Die beiden Abgeordneten der Bremer Linksfraktion waren tief beeindruckt von diesem schrecklichen Ort. Still verharrten sie am Mahnmal „Vernichtung durch Arbeit“, das vor den hoch aufragenden Bunkermauern fast pittoresk wirkt. Der Bremer Künstler Fritz Stein hat die Betonplastik genau auf die ehemalige Trasse der einstigen Marinebahn platziert, die einst auch für Deportationszüge genutzt würde. Ein sprechendes Sinnbild für das unvorstellbare Leiden und das tausendfache Sterben der Häftlinge und Zwangsarbeiter an diesem Ort.

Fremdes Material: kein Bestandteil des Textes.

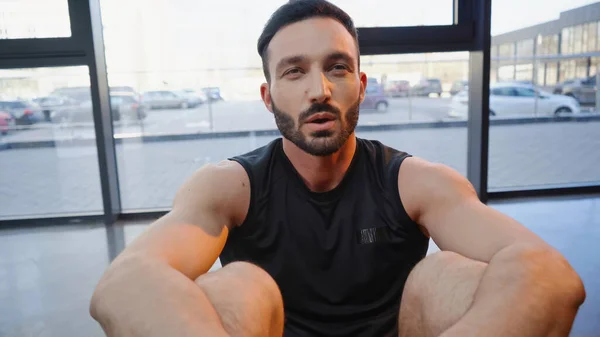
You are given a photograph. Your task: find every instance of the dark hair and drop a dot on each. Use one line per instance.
(299, 10)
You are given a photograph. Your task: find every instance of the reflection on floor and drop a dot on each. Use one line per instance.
(47, 275)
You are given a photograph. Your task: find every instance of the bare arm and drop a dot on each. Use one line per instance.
(528, 288)
(149, 289)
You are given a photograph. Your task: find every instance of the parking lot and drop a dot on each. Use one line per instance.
(62, 175)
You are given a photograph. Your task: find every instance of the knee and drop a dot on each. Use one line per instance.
(438, 291)
(245, 278)
(435, 272)
(246, 298)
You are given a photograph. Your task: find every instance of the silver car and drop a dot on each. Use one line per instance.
(164, 99)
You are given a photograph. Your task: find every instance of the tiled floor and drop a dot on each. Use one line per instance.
(47, 274)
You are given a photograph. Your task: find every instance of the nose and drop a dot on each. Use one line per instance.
(319, 90)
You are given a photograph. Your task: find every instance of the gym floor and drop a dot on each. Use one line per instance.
(47, 274)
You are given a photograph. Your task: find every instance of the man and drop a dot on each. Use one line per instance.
(333, 229)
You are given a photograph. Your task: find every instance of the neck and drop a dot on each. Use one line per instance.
(321, 174)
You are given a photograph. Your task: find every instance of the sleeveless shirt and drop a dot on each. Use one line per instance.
(341, 257)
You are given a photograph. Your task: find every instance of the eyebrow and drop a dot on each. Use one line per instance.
(290, 60)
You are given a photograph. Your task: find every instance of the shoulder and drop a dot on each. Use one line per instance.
(222, 187)
(383, 155)
(424, 185)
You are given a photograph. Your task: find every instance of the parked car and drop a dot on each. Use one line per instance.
(375, 99)
(513, 99)
(192, 97)
(126, 105)
(164, 99)
(398, 88)
(459, 86)
(23, 112)
(427, 87)
(7, 122)
(213, 94)
(51, 103)
(582, 89)
(123, 105)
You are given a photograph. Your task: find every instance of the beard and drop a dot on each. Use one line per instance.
(321, 143)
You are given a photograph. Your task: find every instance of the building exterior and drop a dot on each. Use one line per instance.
(551, 52)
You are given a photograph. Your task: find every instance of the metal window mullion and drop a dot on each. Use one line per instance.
(479, 88)
(89, 26)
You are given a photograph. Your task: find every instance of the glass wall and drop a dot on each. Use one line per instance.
(26, 19)
(390, 13)
(48, 156)
(533, 148)
(198, 99)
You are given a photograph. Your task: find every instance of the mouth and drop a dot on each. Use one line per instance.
(321, 118)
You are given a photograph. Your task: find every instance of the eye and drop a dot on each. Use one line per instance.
(294, 72)
(340, 68)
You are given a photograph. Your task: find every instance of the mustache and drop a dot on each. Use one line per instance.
(317, 108)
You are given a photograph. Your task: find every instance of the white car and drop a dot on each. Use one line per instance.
(517, 100)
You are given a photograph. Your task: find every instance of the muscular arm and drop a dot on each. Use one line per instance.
(149, 289)
(528, 288)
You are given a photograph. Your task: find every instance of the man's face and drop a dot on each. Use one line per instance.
(315, 87)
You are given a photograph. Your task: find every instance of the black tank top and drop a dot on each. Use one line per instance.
(340, 258)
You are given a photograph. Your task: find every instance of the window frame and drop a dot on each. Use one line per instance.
(470, 32)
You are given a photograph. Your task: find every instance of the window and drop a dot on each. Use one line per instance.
(591, 39)
(214, 110)
(533, 143)
(577, 39)
(507, 50)
(525, 47)
(505, 91)
(566, 43)
(382, 13)
(48, 155)
(524, 92)
(25, 19)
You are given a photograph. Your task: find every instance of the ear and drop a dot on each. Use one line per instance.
(363, 85)
(265, 94)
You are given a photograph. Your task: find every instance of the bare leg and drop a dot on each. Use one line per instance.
(246, 298)
(438, 292)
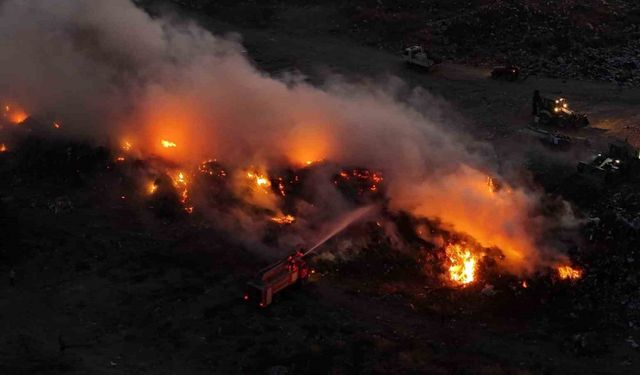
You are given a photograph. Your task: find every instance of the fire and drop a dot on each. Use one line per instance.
(126, 146)
(282, 189)
(168, 144)
(14, 114)
(361, 178)
(283, 219)
(182, 185)
(462, 264)
(152, 188)
(260, 179)
(211, 167)
(567, 272)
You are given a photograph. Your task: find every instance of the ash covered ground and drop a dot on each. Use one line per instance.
(104, 283)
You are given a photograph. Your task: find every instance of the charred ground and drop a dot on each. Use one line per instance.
(105, 285)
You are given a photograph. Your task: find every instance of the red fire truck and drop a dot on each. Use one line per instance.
(273, 279)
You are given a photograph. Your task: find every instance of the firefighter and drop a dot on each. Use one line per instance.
(537, 100)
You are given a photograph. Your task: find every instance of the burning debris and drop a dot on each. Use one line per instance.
(283, 219)
(462, 264)
(168, 144)
(274, 173)
(359, 183)
(567, 272)
(14, 114)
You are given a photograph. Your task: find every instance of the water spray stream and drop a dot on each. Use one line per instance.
(341, 224)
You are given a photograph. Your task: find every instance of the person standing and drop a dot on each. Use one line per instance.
(536, 104)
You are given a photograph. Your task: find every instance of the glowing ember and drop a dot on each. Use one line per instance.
(360, 178)
(281, 187)
(493, 187)
(260, 180)
(283, 219)
(14, 115)
(569, 273)
(212, 168)
(181, 184)
(462, 264)
(167, 144)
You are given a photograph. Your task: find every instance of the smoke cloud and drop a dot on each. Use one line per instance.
(108, 70)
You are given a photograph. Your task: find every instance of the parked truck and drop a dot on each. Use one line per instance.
(293, 270)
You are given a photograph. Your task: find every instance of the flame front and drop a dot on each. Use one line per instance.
(283, 219)
(462, 264)
(14, 114)
(261, 181)
(567, 272)
(182, 185)
(168, 144)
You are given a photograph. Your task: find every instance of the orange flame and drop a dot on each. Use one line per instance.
(152, 188)
(181, 184)
(126, 145)
(167, 144)
(283, 219)
(14, 114)
(567, 272)
(462, 264)
(260, 180)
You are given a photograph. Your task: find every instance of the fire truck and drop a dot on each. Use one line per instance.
(292, 270)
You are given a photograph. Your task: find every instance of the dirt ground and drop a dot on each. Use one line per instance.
(106, 288)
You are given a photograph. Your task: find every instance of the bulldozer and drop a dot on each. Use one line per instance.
(417, 56)
(506, 72)
(556, 112)
(620, 159)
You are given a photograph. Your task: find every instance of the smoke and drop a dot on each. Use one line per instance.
(108, 70)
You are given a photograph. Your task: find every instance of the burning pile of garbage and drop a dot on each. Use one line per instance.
(203, 133)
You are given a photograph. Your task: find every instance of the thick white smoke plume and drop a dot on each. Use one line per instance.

Inga Nitz und Peter Erlanson sind sehr gespannt auf die Vorschläge, die die Projektgruppe in der Landeszentrale dem Senat im September unterbreiten wird. Und sie wollen alsbald wiederkommen: Im September 2010 soll eine Fraktionssitzung auf dem Bunkergelände allen Abgeordneten und Mitarbeiterinnen und Mitarbeitern der Linksfraktion Gelegenheit zu einer intensiven  Auseinandersetzung mit diesem düsteren Kapitel bremischer Geschichte und mit der künftigen Nutzung des Bunkers Valentin geben.